第12話
予告通り更新しました。明日からぼちぼち更新です。
おはようございます。執務室の小部屋を生息地にしています、悪役令嬢廃業中の小動物令嬢ラナです。
今は小部屋に飼われてる、小動物令嬢と言われてます。
小さいですが、何でもありな小部屋に苦労はないです。
たまに、皆の生暖かい視線をもらいながら暮らしています。だいぶこの暮らしにも慣れて来ました。
「ラナ、おはよう。食事を一緒にしよう」
豪華な食事が、朝から用意されてます。美味しいので太ってしまいそうです。ぷにぷにお肉は遠慮したいです。一瞬、ハムスターのガラガラが浮かんできました。回さないとダメかな?
「おはようございます。アル様」
「そんなに丁寧に言わなくてもいいよ。さあ、座って食べよう」
ただで居座らせてもらってますから。衣食住の出どころには丁寧に、がモットーです。
侍女の皆さんがてきぱきと食事を並べています。
「はい、いただきます」
自分の手で食べられないのが残念です。はい、私アル様からもらわないと、食べてはいけないと言われてます。
まさに、小動物リスかハムスターかちょっと大きい寂しいと死んでしまう、うさぎ!の扱いを受けてます。
前世の言葉で言えば珍獣です。ハンターではなく珍獣本人になってます。
「ラナの、食べ方は可愛いな」
そんな事言っても何も出ませんよ。無一文の私には振っても小銭も落ちないです。だからー!食べている時じーと見るのは止めて!食欲がなくなります。
「……」
無言を貫こうかな?
「ラナ?これも美味しいから食べるといい」
珍しい果物です。美味しいですが、ほっぺが膨らむくらい詰め込むのだけはやめて欲しいです。
「お腹いっぱいになりました。ご馳走さまです」
これが、毎日の朝ごはんの風景になってます。待遇は悪くないですよ。飼われてる感はしますけどね。
後は小部屋で食っちゃ寝のゴロゴロ生活です。偶にお手伝い、休憩、お昼ご飯、3時のおやつ、夕食と至れり尽くせりの楽な暮らしです。
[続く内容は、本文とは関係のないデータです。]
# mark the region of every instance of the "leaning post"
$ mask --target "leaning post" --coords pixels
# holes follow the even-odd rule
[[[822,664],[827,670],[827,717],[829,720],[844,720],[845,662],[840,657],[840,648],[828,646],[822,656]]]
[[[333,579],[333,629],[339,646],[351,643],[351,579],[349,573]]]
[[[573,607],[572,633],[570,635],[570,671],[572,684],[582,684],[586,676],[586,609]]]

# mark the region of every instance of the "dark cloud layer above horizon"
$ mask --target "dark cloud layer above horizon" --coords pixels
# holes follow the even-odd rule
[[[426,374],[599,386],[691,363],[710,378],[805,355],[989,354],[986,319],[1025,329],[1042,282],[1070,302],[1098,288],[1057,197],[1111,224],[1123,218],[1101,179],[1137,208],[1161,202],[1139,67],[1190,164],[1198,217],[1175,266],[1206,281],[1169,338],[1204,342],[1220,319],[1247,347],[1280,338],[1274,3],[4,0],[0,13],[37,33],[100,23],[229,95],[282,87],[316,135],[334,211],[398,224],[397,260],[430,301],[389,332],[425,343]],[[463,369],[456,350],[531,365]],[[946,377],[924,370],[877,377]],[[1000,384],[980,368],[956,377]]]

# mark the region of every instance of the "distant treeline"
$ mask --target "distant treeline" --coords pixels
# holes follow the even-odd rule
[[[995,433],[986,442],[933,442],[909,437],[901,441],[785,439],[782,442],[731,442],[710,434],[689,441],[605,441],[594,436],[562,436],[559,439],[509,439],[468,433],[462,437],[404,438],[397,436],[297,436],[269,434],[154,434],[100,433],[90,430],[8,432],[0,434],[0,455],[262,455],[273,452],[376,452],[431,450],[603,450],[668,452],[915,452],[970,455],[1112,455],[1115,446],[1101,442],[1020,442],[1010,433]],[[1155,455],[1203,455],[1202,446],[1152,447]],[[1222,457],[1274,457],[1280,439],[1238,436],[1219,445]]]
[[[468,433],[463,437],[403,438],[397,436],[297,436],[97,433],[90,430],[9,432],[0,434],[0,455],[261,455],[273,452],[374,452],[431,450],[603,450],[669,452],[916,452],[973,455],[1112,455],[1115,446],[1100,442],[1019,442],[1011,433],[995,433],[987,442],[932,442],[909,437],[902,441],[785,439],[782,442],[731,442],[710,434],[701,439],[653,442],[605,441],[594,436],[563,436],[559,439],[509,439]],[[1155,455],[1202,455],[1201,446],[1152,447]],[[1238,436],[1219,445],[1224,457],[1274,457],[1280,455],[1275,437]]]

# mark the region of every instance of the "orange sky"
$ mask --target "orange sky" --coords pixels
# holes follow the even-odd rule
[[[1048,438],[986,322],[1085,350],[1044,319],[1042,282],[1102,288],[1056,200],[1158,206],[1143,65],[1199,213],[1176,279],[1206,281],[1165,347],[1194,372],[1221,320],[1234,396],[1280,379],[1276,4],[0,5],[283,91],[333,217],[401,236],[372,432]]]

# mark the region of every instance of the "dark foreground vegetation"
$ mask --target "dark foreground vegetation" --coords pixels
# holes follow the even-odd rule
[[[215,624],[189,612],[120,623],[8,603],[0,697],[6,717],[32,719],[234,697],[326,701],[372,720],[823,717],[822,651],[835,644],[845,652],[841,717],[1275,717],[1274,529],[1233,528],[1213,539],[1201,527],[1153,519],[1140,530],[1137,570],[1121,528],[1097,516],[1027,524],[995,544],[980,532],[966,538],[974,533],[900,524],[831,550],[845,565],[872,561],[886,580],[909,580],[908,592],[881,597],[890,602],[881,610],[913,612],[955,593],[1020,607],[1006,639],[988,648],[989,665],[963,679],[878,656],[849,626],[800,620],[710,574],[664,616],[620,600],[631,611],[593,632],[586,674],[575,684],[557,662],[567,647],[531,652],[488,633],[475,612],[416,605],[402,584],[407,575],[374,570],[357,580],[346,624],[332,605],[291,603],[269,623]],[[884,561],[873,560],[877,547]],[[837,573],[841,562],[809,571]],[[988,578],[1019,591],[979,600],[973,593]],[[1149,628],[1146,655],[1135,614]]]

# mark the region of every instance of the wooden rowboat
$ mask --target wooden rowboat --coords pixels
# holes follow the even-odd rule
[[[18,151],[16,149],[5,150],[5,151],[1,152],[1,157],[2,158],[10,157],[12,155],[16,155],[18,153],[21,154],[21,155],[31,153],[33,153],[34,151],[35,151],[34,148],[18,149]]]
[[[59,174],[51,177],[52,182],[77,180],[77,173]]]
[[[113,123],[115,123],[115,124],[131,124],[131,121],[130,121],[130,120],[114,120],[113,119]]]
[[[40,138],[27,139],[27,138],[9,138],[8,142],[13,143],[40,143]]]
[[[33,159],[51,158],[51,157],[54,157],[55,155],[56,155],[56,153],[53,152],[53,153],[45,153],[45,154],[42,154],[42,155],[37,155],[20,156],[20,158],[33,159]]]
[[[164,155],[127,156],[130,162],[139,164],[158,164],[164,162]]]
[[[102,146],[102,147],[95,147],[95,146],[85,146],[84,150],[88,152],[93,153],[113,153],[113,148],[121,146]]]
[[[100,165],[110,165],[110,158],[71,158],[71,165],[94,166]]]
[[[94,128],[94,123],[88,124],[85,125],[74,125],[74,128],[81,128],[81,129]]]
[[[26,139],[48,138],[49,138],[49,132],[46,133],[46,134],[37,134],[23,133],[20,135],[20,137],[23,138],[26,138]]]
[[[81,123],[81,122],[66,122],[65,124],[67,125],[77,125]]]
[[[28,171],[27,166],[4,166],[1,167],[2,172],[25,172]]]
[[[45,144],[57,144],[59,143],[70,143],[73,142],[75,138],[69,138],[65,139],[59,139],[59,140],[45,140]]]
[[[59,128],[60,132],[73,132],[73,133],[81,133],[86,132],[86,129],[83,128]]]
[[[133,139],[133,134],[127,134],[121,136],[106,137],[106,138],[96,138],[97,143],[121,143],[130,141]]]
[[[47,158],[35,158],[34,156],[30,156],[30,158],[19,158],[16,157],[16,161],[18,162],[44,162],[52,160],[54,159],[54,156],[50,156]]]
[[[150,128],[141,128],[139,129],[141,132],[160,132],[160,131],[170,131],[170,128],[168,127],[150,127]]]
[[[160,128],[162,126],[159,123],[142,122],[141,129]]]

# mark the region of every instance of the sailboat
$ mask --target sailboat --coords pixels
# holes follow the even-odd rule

そう言えば、お父様やお兄様どうしてるかな?アル様に頼んでここにいる事知らせてもらわないとダメだよね。すっかり忘れてた。
「お腹が空いたら遠慮なく言っていいぞ」
にこにこ顔のアル様に頼みます。
「アル様、お願いがあります。私のお父様とお兄様に無事だと知らせたいですがダメですか?」
「え?いいよ。挨拶はしないとラナの家族に嫌われると困るからね」
簡単に良いと言ってもらえました。これで安心です。引っ越し先の国より、ここの方が待遇と暮らしやすさには敵わないので、私はお父様とお兄様は気に入ってくれると思ってます。